SAVAŞ AY

SAVAŞ AY

Tarihi 3 Mayıs 2012

77'de 1 Mayıs öncesi günler

Umarım sıkılmadınız. Günlerdir 1 Mayıs 77'de olan kanlı tezgahı yazıyorum. Ama bu melon organizasyonu ortaya çıkaramazsak, 16 Mart Üniversite katliamını, Maraş'ı, Sivas'ı, Malatya'yı, Çorum'u ve daha pek çok kirli dümeni ortaya çıkaramazsak bir yanımız hep eksik, tarihe de ülkeye de insanımıza da eksik kalacağız öyle değil mi. Bir kaç yerden daha sordular. "Bildiğin ne varsa anlat" dediler.
Şimdi ekliyorum. 1 Mayıs 77'yi iyi okumak istiyorsak öncesini de iyi okumak gerekir.
Neden böyle olduğunu anlatacağım size aşağıda.

Örgüte sızan
Şimdi söyleyeceklerimi derin devletin (O zaman bir kısmını sezip kontrgerilla adıyla tanımlıyorduk) kanlı kirli tezgahlarına olan nefretimi ve kabul edişlerimi saklı tutarak söylüyorum.

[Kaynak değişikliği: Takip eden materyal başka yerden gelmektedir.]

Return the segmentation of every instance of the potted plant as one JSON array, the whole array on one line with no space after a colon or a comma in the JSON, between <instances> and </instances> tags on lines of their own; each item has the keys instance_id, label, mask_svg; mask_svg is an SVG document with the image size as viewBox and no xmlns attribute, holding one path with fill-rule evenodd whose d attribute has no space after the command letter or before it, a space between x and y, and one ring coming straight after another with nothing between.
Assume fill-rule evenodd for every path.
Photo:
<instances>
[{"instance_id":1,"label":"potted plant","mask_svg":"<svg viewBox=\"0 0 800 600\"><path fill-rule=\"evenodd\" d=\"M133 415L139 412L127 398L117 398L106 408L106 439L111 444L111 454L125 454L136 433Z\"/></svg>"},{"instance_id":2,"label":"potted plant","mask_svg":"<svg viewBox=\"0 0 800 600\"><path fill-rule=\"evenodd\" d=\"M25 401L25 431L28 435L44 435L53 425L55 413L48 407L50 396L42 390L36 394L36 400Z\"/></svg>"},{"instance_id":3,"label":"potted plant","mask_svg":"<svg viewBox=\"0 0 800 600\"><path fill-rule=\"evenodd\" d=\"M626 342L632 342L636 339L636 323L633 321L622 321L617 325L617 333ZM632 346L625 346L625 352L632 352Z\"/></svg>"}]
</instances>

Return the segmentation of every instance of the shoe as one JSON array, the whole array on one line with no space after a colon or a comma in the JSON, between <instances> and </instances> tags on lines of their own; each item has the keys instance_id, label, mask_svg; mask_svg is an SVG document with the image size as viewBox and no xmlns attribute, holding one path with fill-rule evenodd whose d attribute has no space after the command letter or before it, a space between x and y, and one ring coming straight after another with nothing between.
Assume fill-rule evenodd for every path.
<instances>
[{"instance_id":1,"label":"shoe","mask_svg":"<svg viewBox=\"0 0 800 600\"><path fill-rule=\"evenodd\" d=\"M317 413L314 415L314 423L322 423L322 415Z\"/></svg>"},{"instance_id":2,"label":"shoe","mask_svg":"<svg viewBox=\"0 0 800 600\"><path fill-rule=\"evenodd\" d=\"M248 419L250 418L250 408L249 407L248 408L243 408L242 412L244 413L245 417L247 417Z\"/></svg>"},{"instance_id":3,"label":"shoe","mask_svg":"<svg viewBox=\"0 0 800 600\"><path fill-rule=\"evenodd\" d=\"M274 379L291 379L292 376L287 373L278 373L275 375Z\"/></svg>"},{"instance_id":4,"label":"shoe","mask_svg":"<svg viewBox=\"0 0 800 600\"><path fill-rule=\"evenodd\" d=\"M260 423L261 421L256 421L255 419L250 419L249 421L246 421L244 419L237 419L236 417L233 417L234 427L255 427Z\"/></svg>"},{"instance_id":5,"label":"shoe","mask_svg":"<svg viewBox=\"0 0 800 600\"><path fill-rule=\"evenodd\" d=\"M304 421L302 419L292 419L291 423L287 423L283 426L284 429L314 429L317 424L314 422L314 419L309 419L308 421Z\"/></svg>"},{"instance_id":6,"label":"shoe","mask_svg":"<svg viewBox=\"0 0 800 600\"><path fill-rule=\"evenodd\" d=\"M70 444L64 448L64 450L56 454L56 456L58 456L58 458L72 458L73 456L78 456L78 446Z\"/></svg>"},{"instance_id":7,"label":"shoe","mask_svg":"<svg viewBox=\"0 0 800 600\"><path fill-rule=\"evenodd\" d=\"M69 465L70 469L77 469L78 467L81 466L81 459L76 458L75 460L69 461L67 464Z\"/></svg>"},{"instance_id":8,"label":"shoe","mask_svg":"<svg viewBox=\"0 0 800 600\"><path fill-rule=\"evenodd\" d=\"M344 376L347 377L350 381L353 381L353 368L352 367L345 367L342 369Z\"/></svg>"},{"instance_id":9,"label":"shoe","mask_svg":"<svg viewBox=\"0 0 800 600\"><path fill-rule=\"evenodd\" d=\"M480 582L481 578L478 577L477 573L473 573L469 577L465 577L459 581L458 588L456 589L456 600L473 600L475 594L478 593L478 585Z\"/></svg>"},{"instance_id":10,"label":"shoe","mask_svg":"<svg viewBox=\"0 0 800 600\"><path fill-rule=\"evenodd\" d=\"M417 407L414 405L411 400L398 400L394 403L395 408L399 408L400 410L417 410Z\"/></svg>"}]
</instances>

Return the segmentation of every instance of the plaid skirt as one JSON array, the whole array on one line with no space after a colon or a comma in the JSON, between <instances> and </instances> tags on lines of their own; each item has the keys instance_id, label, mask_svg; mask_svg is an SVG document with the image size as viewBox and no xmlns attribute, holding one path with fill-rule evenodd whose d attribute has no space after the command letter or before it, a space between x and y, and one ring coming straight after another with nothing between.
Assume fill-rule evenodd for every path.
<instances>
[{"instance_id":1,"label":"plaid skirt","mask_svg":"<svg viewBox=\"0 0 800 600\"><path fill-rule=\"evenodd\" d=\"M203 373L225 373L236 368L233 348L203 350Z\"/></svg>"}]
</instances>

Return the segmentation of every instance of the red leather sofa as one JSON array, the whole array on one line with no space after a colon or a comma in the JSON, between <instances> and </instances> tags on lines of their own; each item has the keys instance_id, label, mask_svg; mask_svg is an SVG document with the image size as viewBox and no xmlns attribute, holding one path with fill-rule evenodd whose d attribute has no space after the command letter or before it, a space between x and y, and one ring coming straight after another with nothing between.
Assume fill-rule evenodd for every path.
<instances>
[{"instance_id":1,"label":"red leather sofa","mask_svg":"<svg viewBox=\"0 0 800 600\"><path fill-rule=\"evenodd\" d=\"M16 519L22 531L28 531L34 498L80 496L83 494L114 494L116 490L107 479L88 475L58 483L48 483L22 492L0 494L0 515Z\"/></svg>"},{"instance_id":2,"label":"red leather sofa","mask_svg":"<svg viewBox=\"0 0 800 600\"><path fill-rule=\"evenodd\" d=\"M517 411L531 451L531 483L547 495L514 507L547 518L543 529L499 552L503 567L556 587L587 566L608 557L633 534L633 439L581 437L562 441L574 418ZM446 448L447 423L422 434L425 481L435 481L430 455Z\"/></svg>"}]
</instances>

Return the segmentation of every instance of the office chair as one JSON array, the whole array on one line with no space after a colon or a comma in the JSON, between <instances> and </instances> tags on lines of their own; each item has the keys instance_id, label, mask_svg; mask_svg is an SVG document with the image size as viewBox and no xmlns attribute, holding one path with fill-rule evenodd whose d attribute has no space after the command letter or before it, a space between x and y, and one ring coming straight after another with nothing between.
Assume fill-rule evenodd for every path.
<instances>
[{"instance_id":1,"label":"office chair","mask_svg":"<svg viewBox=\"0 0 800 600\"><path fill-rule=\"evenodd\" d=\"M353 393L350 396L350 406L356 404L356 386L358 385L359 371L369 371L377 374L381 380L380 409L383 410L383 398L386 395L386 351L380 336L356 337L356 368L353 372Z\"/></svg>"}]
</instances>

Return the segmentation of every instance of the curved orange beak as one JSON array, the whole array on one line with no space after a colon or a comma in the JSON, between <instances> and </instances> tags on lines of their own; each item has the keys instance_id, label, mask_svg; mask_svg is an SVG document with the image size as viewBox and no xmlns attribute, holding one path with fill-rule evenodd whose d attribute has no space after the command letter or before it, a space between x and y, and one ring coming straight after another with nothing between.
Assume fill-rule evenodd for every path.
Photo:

Kanlı 1 Mayıs'ta 23 yaşımda bir polis muhabiri olarak o acı günü başından sonuna yaşadım ben de. İlk ateşin Halkın Kurtuluşu adlı örgüt içine sızmış, muhtemelen 'ayarlanmış' 2 genç tarafından açıldığını kendi gözlerimle gördüm. DİSK o gruplara (Mao'cu tabir edilirlerdi) meydanda yer vermek istemiyordu.
Gençler Tarlabaşı istikametinden zorladı ve biri belinden tabancayı çıkarıp ateş etti. Sonra ikinci bir genç, aynısını yaptı. Ben o anı fotoğrafladım.
O zaman serbest çalışan gazeteci olduğum için götürüp parça başı iş olarak Hayat Mecmuası'na verdim fotoğrafları. Merak eden arşivi tarar kim nasıl nereden ilk ateşi açmış görür.
Eklemek istediğim de şu. 1 Mayıs 77'yi daha iyi anlamak için geriye doğru 1 haftalık arşiv taraması yapın. 27-28-29-30 Nisan 77 gazetelerinin çoğunda "Mao'cular Taksim'e zorla girecek, kan su gibi akacak" türünden öngörüler (!) var. Devlet bunu bile bile sessiz kaldı ve 'kurtlar birbirini yerse çoban rahat eder' mantığıyla tezgaha yol verdi.

Tarihi kareler

Kitleler öyle bir terrorize edilmişti ki, orada tabanca değil kesekağıdı patlasa sonuç değişmezdi. 33 ölümüm sadece 5'i kurşunlanma sonucu. Diğerleri ezilme-boğulma ve sanırım Nazan Ünaldı adlı işçi kadının panzer altında kalması sonucu.
Sular idfaresi ya da otel tepesinden yaylım ateşi açılsa sonuç bu mu olurdu herkes düşünsün. Dikkatinizi çekmek istediğim bir başka olay daha var.
Şunca yılın gazetecisi olmak bir yana, bir sade vatandaş olarak bile olayla ilgili söylediklerimi resmi bir kurumdan dikkate alan olmadı. O zaman da olmamıştı zaten. Haydi o devrin koşullarında kimsenin işine gelmedi de şimdi niye bir savcı çıkıp; "Gel bakalım Savaş Efendi. Anlat gördüğünü" demiyor bilemiyorum. Oysa Coşkun Aral'la benim çektiğim 1 Mayıs 1977 fotoğrafları merhum Gökşin Sipahioğlu tarafından özel bir kurye Paris'ten İstanbul'a gönderilerek daha olay gecesi aldırılmıştı. O hafta çıkan ve dünyanın en saygınyaygın dergilerinden olan Amerikan Newsweek dergisinde imzalarımızla yayınlanmıştı o fotoğraflar. Neyse yani. Yeniden söylüyorum;
'Kanlı tezgahın ardında yatanları ortaya çıkarmaya niyeti, gayreti olacak kim varsa, bilip gördüğümü anlatmaya hazırım.' Tarihi diyebileceğim ilk ateş eden karesi de arşivlerde mevcutken, belgesi de yanında caba.